Elements of Measure and Probability
Contents: Preface. 1. Preliminaries. 2. Classes of sets. 3. Introduction to measures. 4. Extension of measures. 5. Lebesgue-Stieltjes measures. 6. Measurable functions. 7. Integral. 8. Basic inequalities. 9. Lp spaces: topological properties. 10. Product spaces and transition measures. 11. Random variables and vectors. 12. Moments and cumulants. 13. Further modes of convergence of functions. 14. Independence and basic conditional probability. 15. 0 − 1 laws. 16. Sums of independent random variables. 17. Convergence of finite measures. 18. Characteristic function. 19. Central limit theorem. 20. Signed measure. 21. Radon-Nikodym theorem. 22. Fundamental theorem of calculus. 23. Conditional expectation. Bibliography. Author Index. Subject Index.

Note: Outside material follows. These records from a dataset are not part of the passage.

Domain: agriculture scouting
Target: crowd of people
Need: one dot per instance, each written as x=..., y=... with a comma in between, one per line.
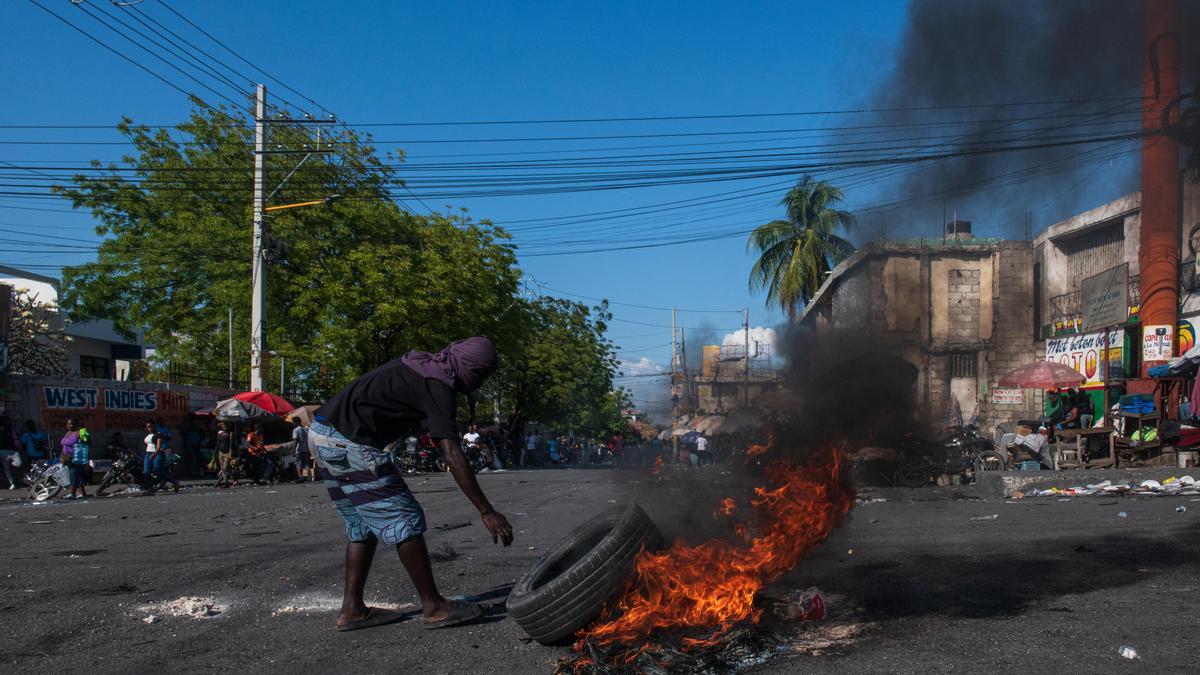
x=239, y=453
x=225, y=449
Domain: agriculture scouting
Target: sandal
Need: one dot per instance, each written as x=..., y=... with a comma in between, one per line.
x=462, y=613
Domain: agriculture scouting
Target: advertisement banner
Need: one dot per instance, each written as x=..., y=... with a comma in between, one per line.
x=1156, y=342
x=1105, y=298
x=1007, y=396
x=1085, y=353
x=101, y=407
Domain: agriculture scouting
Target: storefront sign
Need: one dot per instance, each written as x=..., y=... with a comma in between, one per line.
x=1007, y=396
x=1156, y=342
x=1105, y=298
x=1085, y=352
x=101, y=407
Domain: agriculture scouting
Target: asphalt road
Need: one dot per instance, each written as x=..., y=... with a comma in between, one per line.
x=913, y=583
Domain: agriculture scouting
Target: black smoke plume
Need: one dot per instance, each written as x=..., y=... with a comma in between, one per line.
x=1084, y=57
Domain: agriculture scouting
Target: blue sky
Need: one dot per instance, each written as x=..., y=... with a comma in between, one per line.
x=437, y=61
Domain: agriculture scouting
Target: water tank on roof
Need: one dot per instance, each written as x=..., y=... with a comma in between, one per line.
x=959, y=230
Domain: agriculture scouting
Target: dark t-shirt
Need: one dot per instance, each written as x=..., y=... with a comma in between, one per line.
x=387, y=402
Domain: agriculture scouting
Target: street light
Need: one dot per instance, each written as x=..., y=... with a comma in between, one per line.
x=329, y=199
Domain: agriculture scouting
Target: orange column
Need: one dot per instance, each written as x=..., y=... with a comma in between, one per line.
x=1161, y=191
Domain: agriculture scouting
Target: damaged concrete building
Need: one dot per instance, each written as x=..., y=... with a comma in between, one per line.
x=958, y=311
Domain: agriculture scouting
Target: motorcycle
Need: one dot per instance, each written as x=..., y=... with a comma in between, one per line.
x=475, y=459
x=418, y=458
x=126, y=470
x=963, y=452
x=46, y=481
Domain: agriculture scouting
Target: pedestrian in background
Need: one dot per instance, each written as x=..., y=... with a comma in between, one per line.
x=151, y=459
x=264, y=459
x=36, y=443
x=304, y=458
x=76, y=458
x=222, y=454
x=10, y=455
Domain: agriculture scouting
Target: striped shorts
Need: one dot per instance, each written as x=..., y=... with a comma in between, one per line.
x=366, y=488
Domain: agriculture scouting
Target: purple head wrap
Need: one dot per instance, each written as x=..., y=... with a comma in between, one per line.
x=462, y=365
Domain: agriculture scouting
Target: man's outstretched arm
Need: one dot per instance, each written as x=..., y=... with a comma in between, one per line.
x=496, y=524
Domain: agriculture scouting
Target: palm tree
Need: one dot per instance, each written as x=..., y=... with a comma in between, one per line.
x=796, y=254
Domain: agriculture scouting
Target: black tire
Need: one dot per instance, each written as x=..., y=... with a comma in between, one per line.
x=915, y=472
x=46, y=488
x=568, y=586
x=990, y=460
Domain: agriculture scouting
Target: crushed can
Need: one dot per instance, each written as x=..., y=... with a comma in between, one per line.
x=808, y=605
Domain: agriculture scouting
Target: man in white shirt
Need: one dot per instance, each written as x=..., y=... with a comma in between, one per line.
x=702, y=449
x=472, y=436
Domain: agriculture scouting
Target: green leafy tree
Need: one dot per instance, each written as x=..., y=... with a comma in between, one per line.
x=559, y=368
x=351, y=284
x=36, y=342
x=796, y=252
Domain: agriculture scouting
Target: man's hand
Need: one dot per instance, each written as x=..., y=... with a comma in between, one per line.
x=498, y=526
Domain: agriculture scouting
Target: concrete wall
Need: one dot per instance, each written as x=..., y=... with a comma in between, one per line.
x=25, y=398
x=1013, y=342
x=931, y=304
x=1057, y=276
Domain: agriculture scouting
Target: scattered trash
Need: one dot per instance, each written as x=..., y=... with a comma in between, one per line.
x=1170, y=485
x=186, y=607
x=808, y=605
x=443, y=553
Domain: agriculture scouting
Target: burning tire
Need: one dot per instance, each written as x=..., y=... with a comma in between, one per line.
x=567, y=587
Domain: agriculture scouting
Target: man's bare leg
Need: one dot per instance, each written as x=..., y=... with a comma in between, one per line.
x=415, y=557
x=358, y=565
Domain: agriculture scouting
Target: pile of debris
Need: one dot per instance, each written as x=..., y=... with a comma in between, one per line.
x=1173, y=485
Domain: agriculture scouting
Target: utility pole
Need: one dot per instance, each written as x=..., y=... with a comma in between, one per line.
x=675, y=401
x=258, y=296
x=745, y=376
x=229, y=326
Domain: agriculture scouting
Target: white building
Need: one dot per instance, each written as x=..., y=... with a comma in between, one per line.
x=96, y=350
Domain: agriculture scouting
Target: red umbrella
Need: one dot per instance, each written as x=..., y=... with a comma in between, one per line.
x=1042, y=375
x=265, y=400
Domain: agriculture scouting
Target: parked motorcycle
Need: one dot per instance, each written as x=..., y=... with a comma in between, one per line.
x=475, y=459
x=413, y=458
x=963, y=452
x=126, y=470
x=46, y=481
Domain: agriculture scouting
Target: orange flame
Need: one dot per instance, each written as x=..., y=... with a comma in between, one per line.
x=756, y=449
x=712, y=586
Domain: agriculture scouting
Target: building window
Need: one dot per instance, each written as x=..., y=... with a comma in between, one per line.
x=94, y=366
x=963, y=365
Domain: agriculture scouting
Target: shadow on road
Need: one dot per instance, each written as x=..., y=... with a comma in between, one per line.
x=1007, y=581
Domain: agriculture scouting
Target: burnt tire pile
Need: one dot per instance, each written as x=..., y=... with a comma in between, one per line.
x=568, y=586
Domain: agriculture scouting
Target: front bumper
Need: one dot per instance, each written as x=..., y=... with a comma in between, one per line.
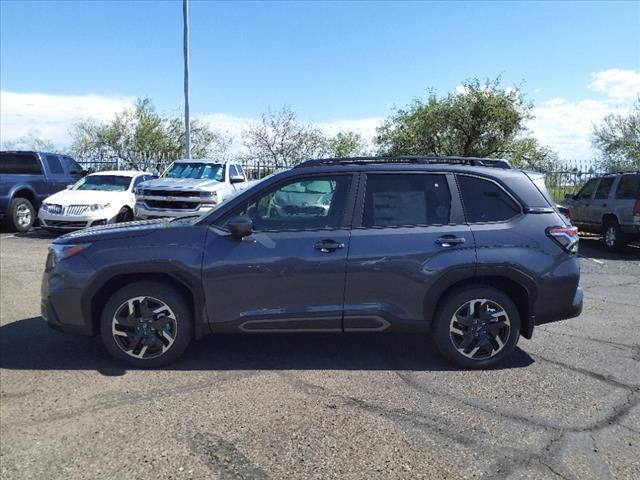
x=75, y=222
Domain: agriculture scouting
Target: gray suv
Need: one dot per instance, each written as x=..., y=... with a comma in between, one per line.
x=609, y=205
x=469, y=250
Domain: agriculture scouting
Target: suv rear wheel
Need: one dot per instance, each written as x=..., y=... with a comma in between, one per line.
x=612, y=236
x=146, y=324
x=477, y=327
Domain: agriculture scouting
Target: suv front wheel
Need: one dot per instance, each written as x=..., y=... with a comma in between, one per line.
x=476, y=327
x=146, y=324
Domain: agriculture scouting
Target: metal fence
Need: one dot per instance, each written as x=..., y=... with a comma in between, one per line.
x=562, y=178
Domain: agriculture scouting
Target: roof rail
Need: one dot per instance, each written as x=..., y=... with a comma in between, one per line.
x=474, y=161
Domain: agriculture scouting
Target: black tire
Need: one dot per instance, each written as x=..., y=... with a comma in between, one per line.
x=177, y=322
x=22, y=215
x=124, y=215
x=613, y=238
x=506, y=327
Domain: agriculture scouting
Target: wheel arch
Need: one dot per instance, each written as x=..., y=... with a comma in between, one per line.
x=103, y=291
x=522, y=295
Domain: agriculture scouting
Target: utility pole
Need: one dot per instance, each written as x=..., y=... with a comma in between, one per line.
x=187, y=130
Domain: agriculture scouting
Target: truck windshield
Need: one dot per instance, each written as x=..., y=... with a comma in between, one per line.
x=107, y=183
x=198, y=170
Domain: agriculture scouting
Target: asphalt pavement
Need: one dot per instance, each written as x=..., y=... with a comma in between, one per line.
x=565, y=404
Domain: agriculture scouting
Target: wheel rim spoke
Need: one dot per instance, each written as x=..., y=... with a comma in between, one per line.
x=479, y=329
x=144, y=327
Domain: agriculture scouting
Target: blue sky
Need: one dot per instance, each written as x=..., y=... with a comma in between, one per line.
x=328, y=60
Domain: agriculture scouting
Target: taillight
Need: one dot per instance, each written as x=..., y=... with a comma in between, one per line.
x=566, y=237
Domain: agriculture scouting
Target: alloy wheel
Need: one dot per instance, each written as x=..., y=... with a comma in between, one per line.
x=144, y=327
x=23, y=215
x=479, y=329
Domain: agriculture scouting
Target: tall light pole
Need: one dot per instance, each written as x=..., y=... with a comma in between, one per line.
x=187, y=130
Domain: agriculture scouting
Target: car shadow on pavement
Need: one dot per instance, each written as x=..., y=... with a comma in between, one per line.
x=30, y=345
x=593, y=247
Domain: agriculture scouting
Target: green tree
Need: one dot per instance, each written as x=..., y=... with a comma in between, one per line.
x=478, y=119
x=346, y=144
x=142, y=139
x=618, y=140
x=281, y=140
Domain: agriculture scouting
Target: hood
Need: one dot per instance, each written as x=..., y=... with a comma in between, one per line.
x=181, y=184
x=118, y=230
x=83, y=197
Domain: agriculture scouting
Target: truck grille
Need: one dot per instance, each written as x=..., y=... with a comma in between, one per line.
x=169, y=193
x=164, y=204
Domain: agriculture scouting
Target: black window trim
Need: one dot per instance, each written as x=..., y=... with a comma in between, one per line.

This is an introduction to Measure Theory and Measure Theoretic Probability at the upper undergraduate and graduate levels. A familiarity with real analysis is required. Some background in basic probability would be helpful, but is not essential.
The book can be used for courses in both mathematics and mathematical statistics. All the standard topics in measure theory and probability are covered. A large number of exercises are provided throughout the book.